# Question about epsilons that occurs in calculating beta functions in QFTs w dim reg

by lonelyphysicist
Tags: beta, epsilons, functions, occurs, qfts
 P: 32 In deriving the beta function of, say, QED using dimensional regularization we get the relation (up to 1 loop) $$\beta[e] = - \frac{\epsilon}{2} e - e \frac{d ln[Z_{e}]}{d ln[\mu]} \quad (1)$$ and $$Z_{e} = 1 + \frac{e^{2} A}{\epsilon}$$ where e is the coupling, $Z_{e}$ is the renormalization of the coupling, $\mu$ is the arbitrary scale introduced to make the dimension of the coupling the same as if $\epsilon$ was zero, and A is some constant that does not depend on $\mu$ or $\epsilon$. Now if I do the following math $$\frac{d ln[Z_{e}]}{d ln[\mu]}$$ $$= \frac{1}{1 + \frac{e^{2} A}{\epsilon} } \frac{d}{d ln[\mu]} \left( 1 + \frac{e^{2} A}{\epsilon} \right)$$ $$= \frac{2 e A}{\epsilon + e^{2} A} \beta[e]$$ Is this correct?

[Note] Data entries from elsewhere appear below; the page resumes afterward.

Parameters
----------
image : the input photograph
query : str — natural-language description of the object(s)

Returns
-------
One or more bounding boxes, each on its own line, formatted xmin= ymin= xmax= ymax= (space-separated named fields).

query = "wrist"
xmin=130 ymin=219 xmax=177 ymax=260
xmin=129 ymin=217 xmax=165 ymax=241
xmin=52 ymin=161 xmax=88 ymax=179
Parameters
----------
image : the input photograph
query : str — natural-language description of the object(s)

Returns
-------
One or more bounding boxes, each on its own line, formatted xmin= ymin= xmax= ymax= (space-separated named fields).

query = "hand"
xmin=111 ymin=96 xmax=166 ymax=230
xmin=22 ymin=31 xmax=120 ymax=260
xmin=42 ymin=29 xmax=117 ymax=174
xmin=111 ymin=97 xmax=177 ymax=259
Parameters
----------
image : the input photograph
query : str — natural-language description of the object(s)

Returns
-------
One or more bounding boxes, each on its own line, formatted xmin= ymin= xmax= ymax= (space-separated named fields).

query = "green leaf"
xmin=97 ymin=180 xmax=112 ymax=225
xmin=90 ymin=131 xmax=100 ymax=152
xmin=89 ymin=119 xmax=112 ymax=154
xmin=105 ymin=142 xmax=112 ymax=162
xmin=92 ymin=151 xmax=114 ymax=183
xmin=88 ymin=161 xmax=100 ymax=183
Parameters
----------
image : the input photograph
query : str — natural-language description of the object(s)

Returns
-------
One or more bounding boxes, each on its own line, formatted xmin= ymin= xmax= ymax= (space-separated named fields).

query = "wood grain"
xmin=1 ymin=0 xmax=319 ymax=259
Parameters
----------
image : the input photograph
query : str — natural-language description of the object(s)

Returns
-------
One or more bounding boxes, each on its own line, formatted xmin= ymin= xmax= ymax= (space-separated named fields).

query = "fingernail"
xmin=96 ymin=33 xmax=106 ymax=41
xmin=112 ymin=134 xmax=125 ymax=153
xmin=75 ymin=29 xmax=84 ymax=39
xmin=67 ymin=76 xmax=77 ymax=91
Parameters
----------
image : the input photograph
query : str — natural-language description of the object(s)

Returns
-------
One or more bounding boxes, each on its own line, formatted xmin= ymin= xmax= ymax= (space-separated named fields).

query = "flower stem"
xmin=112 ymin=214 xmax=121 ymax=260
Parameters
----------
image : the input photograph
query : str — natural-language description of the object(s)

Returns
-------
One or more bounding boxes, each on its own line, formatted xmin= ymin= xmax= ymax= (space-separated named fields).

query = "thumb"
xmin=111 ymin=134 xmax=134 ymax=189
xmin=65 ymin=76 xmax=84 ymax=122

It seems extremely elementary, but if I trust my results $$\beta[e] \left(1 + \frac{2 e^2 A}{\epsilon + e^{2} A} \right) = - \frac{\epsilon}{2}e$$ Taking the limit $\epsilon$ going to zero I get that the beta function for QED is zero up to one loop! What seems to be usually done is we taylor expand $\frac{1}{1 + \frac{e^{2} A}{\epsilon} } \approx 1 - \frac{e^2 A}{\epsilon}$ and so $$\frac{d ln[Z_{e}]}{d ln[\mu]}$$ $$= \frac{2 A e \beta[e]}{\epsilon} + \mathcal{O}[e^{4}] \quad (2)$$ and next we put (2) into (1) and iterate $$\beta[e]$$ $$= - \frac{\epsilon}{2}e - \frac{2 A e^{2} \beta[e]}{\epsilon} + \mathcal{O}[e^{4}]$$ $$= - \frac{\epsilon}{2}e - 2 A e^{2} \left( - \frac{\epsilon}{2}e - \frac{2 A e^{2} \beta[e]}{\epsilon} + \mathcal{O}[e^{4}] \right) \frac{1}{\epsilon} + \mathcal{O}[e^{4}]$$ $$= - \frac{\epsilon}{2} e + A e^{3} + \frac{(2 A e^{2})^{2} \beta[e]}{\epsilon^{2}} + . . .$$ and we say as epsilon goes to zero it's approximately equal to $$A e^{3}$$ (For instance $A = 1/12 \pi^{3}$ for pure QED.) How can we taylor expand in powers of e when $\epsilon$ is supposed to be tiny in dimensional regularization? Even if we do taylor expand and iterate what about the $1/\epsilon^{2}$ and possibly even more infinite quantities? This issue really bothers me a lot because I'm sure there's something I'm not understanding here, since the QED coupling does indeed run as calculated, right? Any clarification would be deeply appreciated.